Many people believe that you have fairly limited financial resources once you hit your golden years. You may opt to use your pension or social security to pay for your monthly expenses. But there are also other resources that you may tap into. These are home- equity loans and reverse mortgages. Both options do allow you to use a portion of your real estate equity without selling or moving out of your house. These are two different loan products. However, tapping into this resource would require you to understand each of them better to get a clue on which one is better for you.

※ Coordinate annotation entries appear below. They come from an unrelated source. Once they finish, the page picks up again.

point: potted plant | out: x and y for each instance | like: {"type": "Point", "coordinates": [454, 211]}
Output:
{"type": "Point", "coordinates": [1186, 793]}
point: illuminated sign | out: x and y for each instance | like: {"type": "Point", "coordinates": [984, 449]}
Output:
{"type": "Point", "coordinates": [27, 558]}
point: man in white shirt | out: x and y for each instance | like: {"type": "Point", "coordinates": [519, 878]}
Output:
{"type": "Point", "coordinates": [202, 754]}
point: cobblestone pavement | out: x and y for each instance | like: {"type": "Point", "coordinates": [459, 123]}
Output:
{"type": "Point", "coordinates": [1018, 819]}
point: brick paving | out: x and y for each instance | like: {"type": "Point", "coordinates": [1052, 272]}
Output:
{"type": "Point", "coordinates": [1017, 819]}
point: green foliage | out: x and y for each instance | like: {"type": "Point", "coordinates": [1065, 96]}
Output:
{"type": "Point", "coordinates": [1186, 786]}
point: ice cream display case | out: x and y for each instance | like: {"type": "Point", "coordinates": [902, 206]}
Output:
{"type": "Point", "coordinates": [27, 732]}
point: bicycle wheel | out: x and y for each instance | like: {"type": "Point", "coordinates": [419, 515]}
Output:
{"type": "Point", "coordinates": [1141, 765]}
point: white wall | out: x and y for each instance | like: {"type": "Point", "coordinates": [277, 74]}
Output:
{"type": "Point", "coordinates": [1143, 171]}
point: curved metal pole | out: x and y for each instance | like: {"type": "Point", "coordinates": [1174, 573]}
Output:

A reverse mortgage works differently than your regular home mortgage. Instead of your home mortgage payment going to your lender, a lender makes the monthly payments to you based on your residential real estate's value. You may still hold on to your title through the whole process, but the loan will become overdue once your payment goes delinquent. The lender will then have the authority to sell the property to recover the payment that they've made to you. Any property equity that will be left will go to your heir.
However, if both spouses are included in the home mortgage, the bank doesn't have any authority to sell the house not unless the surviving spouse passes away. So couples should therefore look into these things before they agree to a reverse home mortgage.
Just like a reverse home mortgage, you can use your home’s equity to get a home equity mortgage and get some cash. It's almost the same with a primary home mortgage that it's sometimes called as a second home mortgage.
Unlike a reverse mortgage, the mortgage interest that you pay on both HELOCs and home- equity loans are tax- deductible for mortgages that are at least $100,000. However, your real estate property continues to be owned by you and your family. The only thing that you have to remember is that you will be using your home as collateral so your house will be at risk if you get delinquent on your home mortgage.
There are alternative ways on how to get funds even if you've already reached your retirement age. You just have to be open about it and always make sure that you have a back- up plan. Keep in mind that you'll be using your house as collateral so you can end up losing your house if you default.